Based on our discussion above, we urge the Department to incorporate the “independent fiduciary exception” from the Department’s vacated 2016 rule into the Proposed Definition. By limiting this exclusion to recommendations made to certain sophisticated entities, this exception promotes efficient market interaction without compromising investor protection.[17]
C. The Department Should Confirm that Legally Required Distributions and Inherited IRAs and 401(k)s are not Subject to the Rollover Disclosure Requirements in the Proposed Exemption
The IAA recommends that the Department confirm that legally required distributions are not subject to the rollover disclosure requirements in the Proposed Exemption.[18] This issue frequently arises in the context of RMDs for purposes of ERISA and the Code.
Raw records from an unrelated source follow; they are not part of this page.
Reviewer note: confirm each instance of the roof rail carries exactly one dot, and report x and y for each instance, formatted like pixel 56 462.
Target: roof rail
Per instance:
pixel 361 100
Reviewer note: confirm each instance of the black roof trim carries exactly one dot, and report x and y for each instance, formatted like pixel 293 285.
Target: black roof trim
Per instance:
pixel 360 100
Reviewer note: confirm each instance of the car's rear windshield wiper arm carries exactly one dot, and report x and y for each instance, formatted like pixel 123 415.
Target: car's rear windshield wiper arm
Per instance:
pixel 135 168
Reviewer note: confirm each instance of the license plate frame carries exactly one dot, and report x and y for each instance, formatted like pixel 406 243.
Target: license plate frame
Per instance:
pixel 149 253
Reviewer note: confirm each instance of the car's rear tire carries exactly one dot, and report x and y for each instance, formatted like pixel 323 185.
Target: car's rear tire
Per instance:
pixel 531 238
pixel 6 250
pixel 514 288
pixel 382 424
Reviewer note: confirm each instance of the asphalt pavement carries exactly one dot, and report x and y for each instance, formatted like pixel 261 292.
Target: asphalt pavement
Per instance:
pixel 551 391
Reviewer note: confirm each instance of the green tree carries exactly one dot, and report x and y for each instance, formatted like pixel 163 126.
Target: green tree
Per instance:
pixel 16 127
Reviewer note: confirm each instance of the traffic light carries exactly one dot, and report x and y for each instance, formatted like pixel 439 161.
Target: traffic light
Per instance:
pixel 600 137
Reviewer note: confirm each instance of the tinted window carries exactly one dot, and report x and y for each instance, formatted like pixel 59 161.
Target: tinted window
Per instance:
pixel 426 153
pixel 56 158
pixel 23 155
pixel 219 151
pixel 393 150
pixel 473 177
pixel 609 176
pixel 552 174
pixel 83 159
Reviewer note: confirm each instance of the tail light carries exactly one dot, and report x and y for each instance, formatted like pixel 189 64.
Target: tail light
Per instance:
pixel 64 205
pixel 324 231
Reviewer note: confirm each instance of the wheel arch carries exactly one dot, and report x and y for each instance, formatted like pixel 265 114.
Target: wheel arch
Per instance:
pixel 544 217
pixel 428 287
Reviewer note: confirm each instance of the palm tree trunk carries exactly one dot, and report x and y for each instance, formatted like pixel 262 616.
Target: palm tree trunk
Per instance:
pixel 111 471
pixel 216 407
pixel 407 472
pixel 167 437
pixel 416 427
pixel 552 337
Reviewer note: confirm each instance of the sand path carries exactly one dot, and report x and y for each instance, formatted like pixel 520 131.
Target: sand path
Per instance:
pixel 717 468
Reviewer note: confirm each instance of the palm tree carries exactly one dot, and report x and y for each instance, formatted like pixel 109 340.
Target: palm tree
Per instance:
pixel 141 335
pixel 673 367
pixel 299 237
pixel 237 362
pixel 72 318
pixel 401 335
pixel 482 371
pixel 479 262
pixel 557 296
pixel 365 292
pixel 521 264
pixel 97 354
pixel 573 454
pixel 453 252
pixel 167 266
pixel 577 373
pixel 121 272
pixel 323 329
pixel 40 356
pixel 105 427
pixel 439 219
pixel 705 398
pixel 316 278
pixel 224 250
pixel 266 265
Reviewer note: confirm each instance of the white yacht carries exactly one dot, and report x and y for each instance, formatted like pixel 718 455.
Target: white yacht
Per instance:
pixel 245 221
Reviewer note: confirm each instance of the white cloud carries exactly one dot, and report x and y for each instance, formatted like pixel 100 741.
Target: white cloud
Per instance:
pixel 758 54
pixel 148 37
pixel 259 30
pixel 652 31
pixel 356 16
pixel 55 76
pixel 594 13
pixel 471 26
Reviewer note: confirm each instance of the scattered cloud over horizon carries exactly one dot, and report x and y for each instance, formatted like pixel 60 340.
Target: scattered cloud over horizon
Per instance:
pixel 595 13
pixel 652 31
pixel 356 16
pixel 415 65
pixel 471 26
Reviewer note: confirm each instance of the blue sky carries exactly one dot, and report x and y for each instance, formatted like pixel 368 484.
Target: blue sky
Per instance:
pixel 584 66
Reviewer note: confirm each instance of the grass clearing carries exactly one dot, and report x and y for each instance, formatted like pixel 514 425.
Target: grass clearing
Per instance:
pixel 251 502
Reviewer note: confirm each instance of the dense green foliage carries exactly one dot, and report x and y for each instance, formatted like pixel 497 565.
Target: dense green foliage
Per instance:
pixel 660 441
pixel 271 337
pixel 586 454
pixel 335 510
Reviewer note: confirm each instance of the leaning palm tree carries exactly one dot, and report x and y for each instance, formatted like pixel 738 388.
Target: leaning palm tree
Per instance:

Because the Retirement Investor does not have discretion as to whether to take an RMD – the assets are required to be distributed from the Plan regardless of whether the Retirement Investor wants to make the withdrawal – an analysis of alternatives to a rollover, including leaving the money in the Plan, and the fees and expenses associated with the Plan, would be inapposite and unnecessary.
The IAA believes the same reasoning would apply to Inherited IRAs, i.e., an IRA that is opened when someone inherits an IRA or employer-sponsored retirement account after the original owner’s death or an inherited 401(k) transferred to an Adviser’s Client’s IRA. Similar to an RMD, the Adviser would not have discretion over whether to open the account or transfer the funds to an existing IRA, so it would not be necessary to engage in the rollover analysis. Additionally, once the distribution has been made, the Adviser will either not manage those assets or manage them on a discretionary basis as a fiduciary.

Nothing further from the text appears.